Eastern Garter Snakes are harmless and play an important role in controlling the population of rodents, insects, and slugs.

2. Northern Watersnake (Nerodia sipedon)

Northern Watersnake (Nerodia sipedon)
Source: sdherps.org

The Northern Watersnake is another common snake species found in Vermont. As the name suggests, it is typically associated with aquatic habitats, such as lakes, rivers, and marshes.

Northern Watersnakes have thick bodies and their coloration can vary, with dark bands on a lighter background. They are excellent swimmers and are known for their ability to catch fish and amphibians.

3. Eastern Milk Snake (Lampropeltis triangulum)

Eastern Milk Snake (Lampropeltis triangulum)
Source: heritageconservancy.org

The non-venomous snake species is known for its striking appearance. It has a distinctive pattern of red or brown bands on a lighter background, resembling the coloration of a milk-spilled snake.

Eastern Milk Snakes are relatively small and are known for their docile nature, making them popular among snake enthusiasts.

4. Eastern Ribbon Snake (Thamnophis sauritus)

Eastern Ribbon Snake (Thamnophis sauritus)
Source: herpsofnc.org

This is a slender and agile snake species that is known for its beautiful appearance. It has a long body with a green or brown background color and three yellow stripes running along its back. Eastern Ribbon Snakes are excellent climbers and are often found in wetland habitats, where they feed on amphibians and insects.

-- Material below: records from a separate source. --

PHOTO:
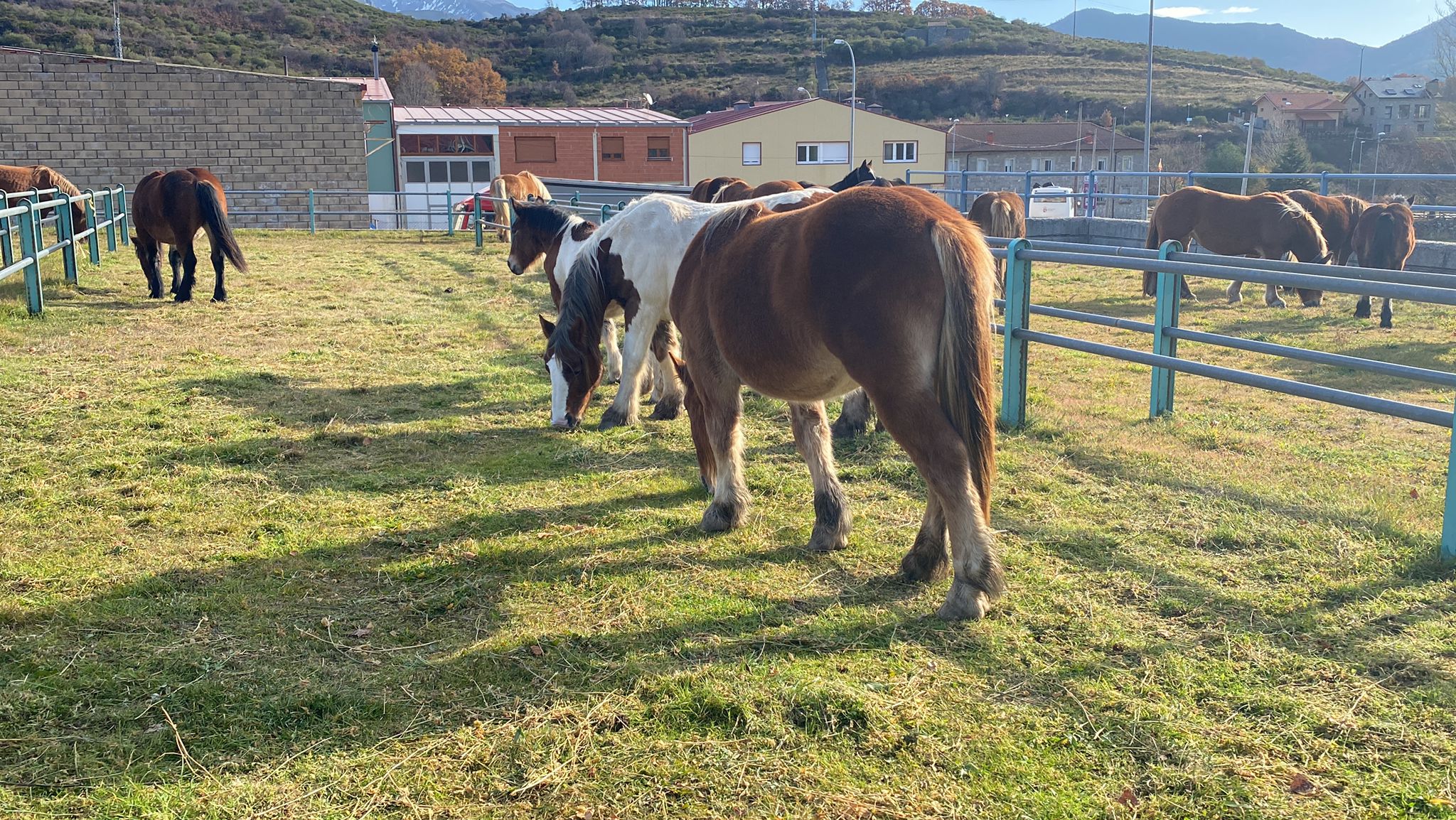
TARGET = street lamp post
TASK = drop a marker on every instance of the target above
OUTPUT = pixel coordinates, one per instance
(854, 98)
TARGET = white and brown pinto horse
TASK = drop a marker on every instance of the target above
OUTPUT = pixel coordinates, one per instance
(629, 266)
(1265, 226)
(887, 288)
(540, 230)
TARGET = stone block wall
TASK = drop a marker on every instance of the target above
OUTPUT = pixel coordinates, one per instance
(104, 122)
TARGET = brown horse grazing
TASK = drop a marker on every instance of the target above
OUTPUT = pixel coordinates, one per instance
(1337, 217)
(708, 188)
(18, 180)
(1004, 215)
(805, 305)
(1265, 226)
(1383, 238)
(522, 185)
(171, 209)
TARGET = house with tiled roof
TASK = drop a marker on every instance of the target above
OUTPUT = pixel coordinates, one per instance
(1308, 112)
(808, 140)
(1397, 104)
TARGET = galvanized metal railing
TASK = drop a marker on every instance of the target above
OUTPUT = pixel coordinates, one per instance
(1169, 264)
(25, 216)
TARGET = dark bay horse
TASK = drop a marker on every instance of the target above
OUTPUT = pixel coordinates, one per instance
(889, 288)
(18, 180)
(1264, 226)
(171, 207)
(1383, 238)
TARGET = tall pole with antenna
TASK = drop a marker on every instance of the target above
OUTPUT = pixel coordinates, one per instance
(115, 25)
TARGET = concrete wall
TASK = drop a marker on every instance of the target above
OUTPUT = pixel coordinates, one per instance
(1429, 257)
(112, 122)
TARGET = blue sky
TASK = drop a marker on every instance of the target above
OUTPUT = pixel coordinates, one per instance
(1363, 22)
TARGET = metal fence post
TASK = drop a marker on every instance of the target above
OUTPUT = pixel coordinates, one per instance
(29, 230)
(1449, 522)
(92, 241)
(1165, 315)
(479, 229)
(111, 223)
(123, 220)
(1018, 316)
(66, 229)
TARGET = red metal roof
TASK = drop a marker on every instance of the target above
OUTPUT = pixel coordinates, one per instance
(468, 115)
(715, 119)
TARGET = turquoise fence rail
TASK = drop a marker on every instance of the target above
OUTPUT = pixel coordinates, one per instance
(1171, 264)
(23, 241)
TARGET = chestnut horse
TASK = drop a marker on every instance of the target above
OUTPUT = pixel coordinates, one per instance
(1004, 215)
(171, 209)
(708, 188)
(1383, 238)
(889, 288)
(507, 187)
(19, 180)
(1337, 217)
(1265, 226)
(629, 266)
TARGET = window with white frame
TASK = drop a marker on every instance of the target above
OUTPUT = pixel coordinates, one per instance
(823, 153)
(901, 152)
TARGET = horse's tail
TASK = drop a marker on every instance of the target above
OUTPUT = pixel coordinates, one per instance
(963, 373)
(218, 229)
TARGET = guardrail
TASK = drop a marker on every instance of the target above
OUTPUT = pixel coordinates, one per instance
(1096, 197)
(26, 220)
(1169, 262)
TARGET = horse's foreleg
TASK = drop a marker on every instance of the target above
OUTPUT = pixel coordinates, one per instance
(623, 410)
(609, 340)
(670, 396)
(855, 417)
(830, 514)
(918, 423)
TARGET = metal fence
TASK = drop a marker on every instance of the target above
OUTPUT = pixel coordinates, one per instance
(25, 217)
(1097, 195)
(1171, 264)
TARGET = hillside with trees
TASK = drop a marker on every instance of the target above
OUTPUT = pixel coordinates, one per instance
(690, 55)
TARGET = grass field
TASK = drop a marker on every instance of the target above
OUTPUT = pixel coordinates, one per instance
(315, 554)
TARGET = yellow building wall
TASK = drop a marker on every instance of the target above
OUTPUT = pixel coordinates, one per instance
(718, 152)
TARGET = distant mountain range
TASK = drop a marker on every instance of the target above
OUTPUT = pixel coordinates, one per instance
(1278, 45)
(450, 9)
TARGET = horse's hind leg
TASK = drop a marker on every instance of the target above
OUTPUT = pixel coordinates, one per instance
(918, 423)
(830, 514)
(855, 417)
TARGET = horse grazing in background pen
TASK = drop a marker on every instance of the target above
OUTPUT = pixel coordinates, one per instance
(507, 187)
(19, 180)
(171, 207)
(1264, 226)
(629, 266)
(1383, 238)
(889, 288)
(1004, 215)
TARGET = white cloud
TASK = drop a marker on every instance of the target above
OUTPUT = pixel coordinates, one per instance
(1181, 12)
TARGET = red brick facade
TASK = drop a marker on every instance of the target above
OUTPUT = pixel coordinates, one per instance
(575, 149)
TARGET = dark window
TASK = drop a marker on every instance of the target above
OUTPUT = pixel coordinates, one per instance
(612, 149)
(536, 149)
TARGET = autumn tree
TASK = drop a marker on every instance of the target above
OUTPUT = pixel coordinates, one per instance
(461, 79)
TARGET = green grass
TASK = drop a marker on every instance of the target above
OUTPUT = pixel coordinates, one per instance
(315, 554)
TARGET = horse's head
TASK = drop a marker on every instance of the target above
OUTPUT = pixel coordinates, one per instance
(574, 366)
(536, 229)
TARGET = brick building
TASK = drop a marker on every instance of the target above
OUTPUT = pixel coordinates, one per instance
(105, 122)
(458, 151)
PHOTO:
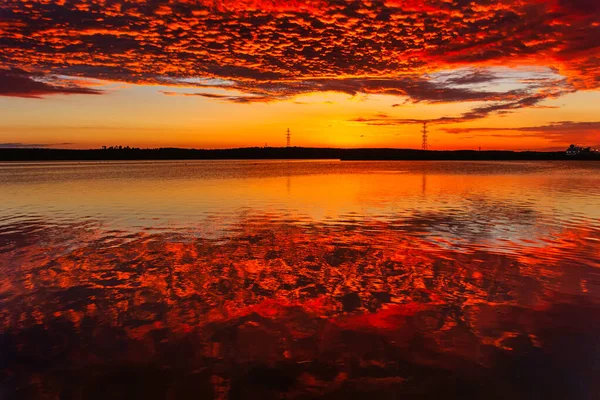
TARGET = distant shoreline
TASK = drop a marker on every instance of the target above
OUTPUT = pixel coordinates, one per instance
(283, 153)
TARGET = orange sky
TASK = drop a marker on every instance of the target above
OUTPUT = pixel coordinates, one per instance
(501, 75)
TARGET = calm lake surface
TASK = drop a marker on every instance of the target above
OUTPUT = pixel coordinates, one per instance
(300, 279)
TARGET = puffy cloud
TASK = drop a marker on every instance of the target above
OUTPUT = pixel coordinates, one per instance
(18, 83)
(562, 131)
(276, 49)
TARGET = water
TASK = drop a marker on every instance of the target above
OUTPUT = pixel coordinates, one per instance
(298, 279)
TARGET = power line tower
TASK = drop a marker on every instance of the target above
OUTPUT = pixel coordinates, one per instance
(424, 145)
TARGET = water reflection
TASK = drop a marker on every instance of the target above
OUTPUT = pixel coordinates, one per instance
(385, 288)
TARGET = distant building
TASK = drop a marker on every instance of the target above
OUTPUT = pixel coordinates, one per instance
(578, 150)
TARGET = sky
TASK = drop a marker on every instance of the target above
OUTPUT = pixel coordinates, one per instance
(509, 74)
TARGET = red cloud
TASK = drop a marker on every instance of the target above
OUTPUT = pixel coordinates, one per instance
(283, 44)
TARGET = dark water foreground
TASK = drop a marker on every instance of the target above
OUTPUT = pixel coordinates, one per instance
(470, 284)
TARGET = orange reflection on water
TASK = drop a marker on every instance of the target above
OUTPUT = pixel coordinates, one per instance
(296, 298)
(400, 284)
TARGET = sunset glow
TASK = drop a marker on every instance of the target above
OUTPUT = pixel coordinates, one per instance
(509, 74)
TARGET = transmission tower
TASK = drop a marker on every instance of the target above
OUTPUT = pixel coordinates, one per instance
(424, 145)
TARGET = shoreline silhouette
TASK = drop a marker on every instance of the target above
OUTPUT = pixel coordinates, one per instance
(281, 153)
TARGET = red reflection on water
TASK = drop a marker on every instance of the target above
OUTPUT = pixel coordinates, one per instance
(306, 311)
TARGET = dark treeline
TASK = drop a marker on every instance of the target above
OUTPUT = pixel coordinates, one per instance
(274, 153)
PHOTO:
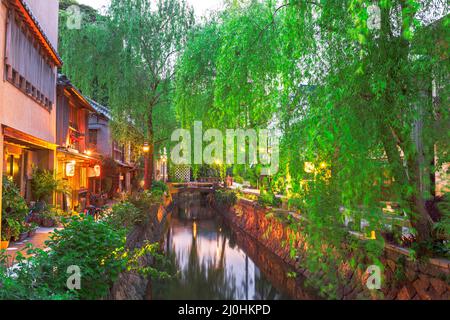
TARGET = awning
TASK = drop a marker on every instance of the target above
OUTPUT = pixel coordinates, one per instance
(76, 155)
(26, 140)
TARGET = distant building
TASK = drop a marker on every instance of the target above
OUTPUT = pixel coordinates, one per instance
(75, 162)
(118, 163)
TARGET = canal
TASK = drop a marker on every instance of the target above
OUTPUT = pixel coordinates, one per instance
(213, 260)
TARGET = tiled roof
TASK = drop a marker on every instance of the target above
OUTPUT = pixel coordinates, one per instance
(105, 111)
(26, 13)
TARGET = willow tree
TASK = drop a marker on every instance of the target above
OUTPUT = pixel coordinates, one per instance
(350, 86)
(127, 58)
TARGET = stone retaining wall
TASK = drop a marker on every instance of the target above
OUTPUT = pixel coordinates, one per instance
(403, 279)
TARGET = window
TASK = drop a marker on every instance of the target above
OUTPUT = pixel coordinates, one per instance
(73, 117)
(27, 67)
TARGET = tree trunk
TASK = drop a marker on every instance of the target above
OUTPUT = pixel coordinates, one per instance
(149, 177)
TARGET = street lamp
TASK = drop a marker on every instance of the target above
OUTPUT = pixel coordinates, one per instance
(146, 150)
(164, 163)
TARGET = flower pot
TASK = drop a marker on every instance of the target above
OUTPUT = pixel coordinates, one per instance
(4, 245)
(32, 232)
(22, 236)
(48, 223)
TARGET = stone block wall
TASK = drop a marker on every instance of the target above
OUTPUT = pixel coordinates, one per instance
(403, 278)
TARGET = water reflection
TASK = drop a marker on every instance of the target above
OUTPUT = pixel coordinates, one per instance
(211, 265)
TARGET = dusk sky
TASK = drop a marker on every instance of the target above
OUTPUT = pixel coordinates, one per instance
(200, 6)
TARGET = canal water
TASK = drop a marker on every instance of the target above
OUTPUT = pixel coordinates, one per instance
(212, 261)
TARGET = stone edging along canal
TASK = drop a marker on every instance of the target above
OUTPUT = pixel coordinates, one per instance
(421, 280)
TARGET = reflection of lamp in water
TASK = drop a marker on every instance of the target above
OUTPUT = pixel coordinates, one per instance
(194, 230)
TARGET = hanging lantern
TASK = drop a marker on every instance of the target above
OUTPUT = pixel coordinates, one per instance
(70, 168)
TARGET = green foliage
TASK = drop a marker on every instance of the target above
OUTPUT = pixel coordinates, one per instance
(225, 198)
(124, 215)
(97, 248)
(14, 210)
(147, 38)
(159, 185)
(268, 199)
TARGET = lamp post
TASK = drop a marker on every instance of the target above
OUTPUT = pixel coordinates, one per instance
(164, 167)
(146, 150)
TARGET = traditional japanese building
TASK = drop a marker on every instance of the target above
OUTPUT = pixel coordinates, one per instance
(75, 162)
(29, 60)
(119, 170)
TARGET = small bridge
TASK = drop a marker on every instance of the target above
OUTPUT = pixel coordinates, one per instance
(175, 188)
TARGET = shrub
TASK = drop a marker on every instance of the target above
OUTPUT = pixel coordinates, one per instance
(267, 199)
(124, 215)
(14, 210)
(238, 179)
(97, 248)
(160, 185)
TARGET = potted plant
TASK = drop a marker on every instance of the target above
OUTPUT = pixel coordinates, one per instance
(48, 219)
(14, 228)
(23, 232)
(14, 209)
(4, 244)
(32, 229)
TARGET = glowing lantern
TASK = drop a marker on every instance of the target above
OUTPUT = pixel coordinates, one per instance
(70, 168)
(97, 170)
(309, 167)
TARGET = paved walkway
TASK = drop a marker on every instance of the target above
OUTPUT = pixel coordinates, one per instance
(38, 241)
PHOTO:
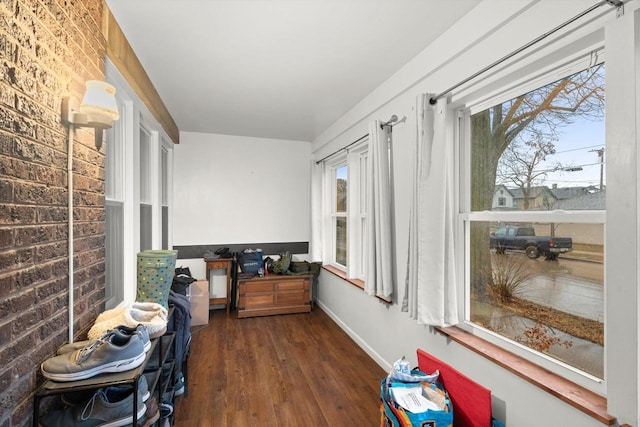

5. Smooth Green Snake (Opheodrys vernalis)

Smooth Green Snake (Opheodrys vernalis)
Source: a-z-animals.com

The Smooth Green Snake is a small, non-venomous snake species that is known for its bright green coloration. It has a slender body, large eyes, and smooth scales, which give it its name. Smooth Green Snakes are primarily insectivorous and are often found in grassy areas or near water sources.

Snake Biology and Behavior

Snake Biology and Behavior
Source: sci.news

Even though Vermont snakes are non-venomous, it is still important to understand their biology and behavior. Snakes are cold-blooded reptiles that rely on external sources of heat to regulate their body temperature.

In Vermont, snakes are most active during the warmer months of the year, from April to October, when temperatures are favorable for their survival. Snakes are shy and generally avoid human contact. They prefer to hide in areas with vegetation or under rocks and logs, where they can hunt for prey and seek shelter.

Snake Conservation in Vermont

Snake Conservation in Vermont
Source: greenmountainaudubon.org

While Vermont’s snakes are not venomous, they still face threats and conservation challenges. Habitat loss and fragmentation, road mortality, and human persecution are some of the major threats that the snakes in Vermont encounter.

To protect and conserve Vermont’s snake populations, it is important to respect their habitat, avoid unnecessary disturbance, and understand the critical role they play in the ecosystem.

Snake Safety and Myths

Snake Safety and Myths
Source: health.com

Despite the fact that Vermont does not have venomous snakes, some myths and misconceptions about venomous snakes persist. It is crucial to dispel these myths to ensure that people can coexist with snakes safely. Here are some important facts to keep in mind:

  1. Snakes are shy and typically avoid human contact. If you encounter a snake in the wild, give it space and observe from a safe distance.
  2. Snakes in Vermont are not venomous, and their bites are not dangerous to humans. However, it is still best to avoid handling or attempting to capture snakes, as they may become stressed and defensive.
  3. Snakes are protected in Vermont, and it is illegal to harm or kill them. It is important to respect and appreciate the role of snakes in the ecosystem.
  4. Snakes do not chase humans, and they are not aggressive unless provoked or cornered. Most snake bites occur when people try to handle or harass snakes.


Vermont does not have venomous snakes. The state is home to a diverse array of non-venomous snake species that play a vital role in the ecosystem. It is important to understand and appreciate snakes as valuable wildlife and take measures to protect and conserve their populations.

By dispelling myths, understanding snake biology and behavior, and promoting snake safety, we can coexist with these fascinating creatures in Vermont’s natural environment.